Es gab eine altmodische Teestube abseits der Pinestone Street, und Daniel schlüpfte hinein und bestellte sich einen Kaffee und ein Brötchen mit Schinkenspeck. Ein übergewichtiger Mann mit purpurfarbenen Backen verzehrte eine Fleischpastete und Bohnen, und zwei Frauen mit derselben blond gefärbten Stachelfrisur rauchten Zigaretten.
Vorsichtig faltete Daniel die Urkunde auf. Er schmeckte den Zigarettenrauch der Frauen in seinem Mund. Sein Herz pochte, aber er wusste nicht, warum. Er wusste ja, dass sie tot war, und er konnte sich denken, wie sie gestorben war, dennoch hatte er das Gefühl, als entdecke er etwas Verborgenes. Das Schriftbild tanzte vor seinen Augen. Seine Finger zitterten, und das Papier bebte.

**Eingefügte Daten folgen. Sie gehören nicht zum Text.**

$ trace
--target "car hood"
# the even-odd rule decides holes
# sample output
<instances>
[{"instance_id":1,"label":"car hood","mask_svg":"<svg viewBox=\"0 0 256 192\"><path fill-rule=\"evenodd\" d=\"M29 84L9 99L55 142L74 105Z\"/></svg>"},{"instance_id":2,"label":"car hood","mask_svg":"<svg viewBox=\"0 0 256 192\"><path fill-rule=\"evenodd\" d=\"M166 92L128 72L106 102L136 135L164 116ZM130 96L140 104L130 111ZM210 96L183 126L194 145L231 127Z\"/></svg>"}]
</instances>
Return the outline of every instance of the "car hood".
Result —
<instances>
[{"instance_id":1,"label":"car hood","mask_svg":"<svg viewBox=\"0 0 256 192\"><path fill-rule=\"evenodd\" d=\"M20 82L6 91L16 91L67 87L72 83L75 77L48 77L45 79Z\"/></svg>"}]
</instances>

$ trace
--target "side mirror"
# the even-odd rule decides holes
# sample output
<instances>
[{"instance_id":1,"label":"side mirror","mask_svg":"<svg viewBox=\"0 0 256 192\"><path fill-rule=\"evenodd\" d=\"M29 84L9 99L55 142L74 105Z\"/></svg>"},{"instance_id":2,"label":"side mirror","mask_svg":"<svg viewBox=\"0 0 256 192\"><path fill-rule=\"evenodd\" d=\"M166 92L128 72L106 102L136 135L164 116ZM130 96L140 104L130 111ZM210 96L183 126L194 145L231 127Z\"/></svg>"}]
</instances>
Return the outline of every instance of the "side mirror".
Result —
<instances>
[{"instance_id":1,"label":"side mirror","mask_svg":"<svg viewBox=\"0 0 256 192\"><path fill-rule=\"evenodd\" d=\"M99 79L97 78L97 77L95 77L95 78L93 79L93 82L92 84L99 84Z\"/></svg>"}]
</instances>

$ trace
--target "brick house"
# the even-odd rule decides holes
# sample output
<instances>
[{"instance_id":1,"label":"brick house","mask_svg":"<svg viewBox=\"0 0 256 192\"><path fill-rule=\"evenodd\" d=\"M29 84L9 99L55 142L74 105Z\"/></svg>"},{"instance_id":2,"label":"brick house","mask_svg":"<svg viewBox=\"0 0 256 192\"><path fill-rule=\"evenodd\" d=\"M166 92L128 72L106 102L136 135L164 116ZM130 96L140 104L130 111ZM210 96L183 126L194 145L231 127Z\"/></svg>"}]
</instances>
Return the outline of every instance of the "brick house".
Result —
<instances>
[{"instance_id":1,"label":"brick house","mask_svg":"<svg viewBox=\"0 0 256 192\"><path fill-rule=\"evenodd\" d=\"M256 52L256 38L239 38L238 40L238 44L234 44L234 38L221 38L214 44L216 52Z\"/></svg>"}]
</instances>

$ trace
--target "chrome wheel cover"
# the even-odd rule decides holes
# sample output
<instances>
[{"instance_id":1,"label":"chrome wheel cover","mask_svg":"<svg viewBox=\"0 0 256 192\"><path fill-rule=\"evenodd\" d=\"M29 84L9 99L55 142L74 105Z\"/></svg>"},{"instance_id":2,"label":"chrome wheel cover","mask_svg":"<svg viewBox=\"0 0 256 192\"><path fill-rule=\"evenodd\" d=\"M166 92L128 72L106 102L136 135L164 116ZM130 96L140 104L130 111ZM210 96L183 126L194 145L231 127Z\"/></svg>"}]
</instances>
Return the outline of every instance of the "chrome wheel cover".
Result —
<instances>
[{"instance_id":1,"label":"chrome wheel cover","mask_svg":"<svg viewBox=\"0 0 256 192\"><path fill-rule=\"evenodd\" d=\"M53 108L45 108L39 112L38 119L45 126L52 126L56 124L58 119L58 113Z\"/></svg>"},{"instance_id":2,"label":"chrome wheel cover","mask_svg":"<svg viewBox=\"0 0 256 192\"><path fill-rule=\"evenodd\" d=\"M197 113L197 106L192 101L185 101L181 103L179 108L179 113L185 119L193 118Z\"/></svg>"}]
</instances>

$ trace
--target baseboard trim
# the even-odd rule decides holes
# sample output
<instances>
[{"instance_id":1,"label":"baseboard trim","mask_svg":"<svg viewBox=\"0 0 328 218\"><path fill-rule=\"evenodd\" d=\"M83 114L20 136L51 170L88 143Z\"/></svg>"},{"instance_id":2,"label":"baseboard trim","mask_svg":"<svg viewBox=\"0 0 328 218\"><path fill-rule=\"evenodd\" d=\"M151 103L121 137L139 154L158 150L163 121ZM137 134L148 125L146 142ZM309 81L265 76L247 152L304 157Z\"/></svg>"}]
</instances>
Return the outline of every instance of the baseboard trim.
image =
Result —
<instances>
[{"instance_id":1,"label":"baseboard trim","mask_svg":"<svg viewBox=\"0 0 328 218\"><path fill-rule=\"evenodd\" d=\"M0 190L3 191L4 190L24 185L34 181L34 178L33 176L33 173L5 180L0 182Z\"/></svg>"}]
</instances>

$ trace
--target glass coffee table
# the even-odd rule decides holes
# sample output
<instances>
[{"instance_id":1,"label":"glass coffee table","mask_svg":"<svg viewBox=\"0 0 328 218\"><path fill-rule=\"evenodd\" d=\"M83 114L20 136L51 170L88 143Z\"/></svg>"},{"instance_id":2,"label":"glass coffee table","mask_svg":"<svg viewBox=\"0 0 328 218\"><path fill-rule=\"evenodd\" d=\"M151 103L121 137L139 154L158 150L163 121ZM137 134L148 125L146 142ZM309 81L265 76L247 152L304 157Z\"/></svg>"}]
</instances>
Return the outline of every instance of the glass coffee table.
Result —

Sie war an einer Drogenüberdosis gestorben, wie Minnie ihm erzählt hatte. Daniel starrte auf die Urkunde und stellte sich die Spritze vor, die kühn aus dem Arm seiner Mutter ragte, während sie ihre Aderpresse aus blauem Gummi losließ, so wie eine Hand eine andere über einer Klippe loslässt.
Seine Augen überflogen einmal und dann gleich noch einmal die Daten: geboren 1956, gestorben 1993 im Alter von siebenunddreißig Jahren.
Er schob sein Brötchen von sich weg, ließ seinen Kaffee stehen und rannte zurück zu dem Standesamt, wo er die Treppe hinaufsprang, als sie gerade zur Mittagspause schlossen.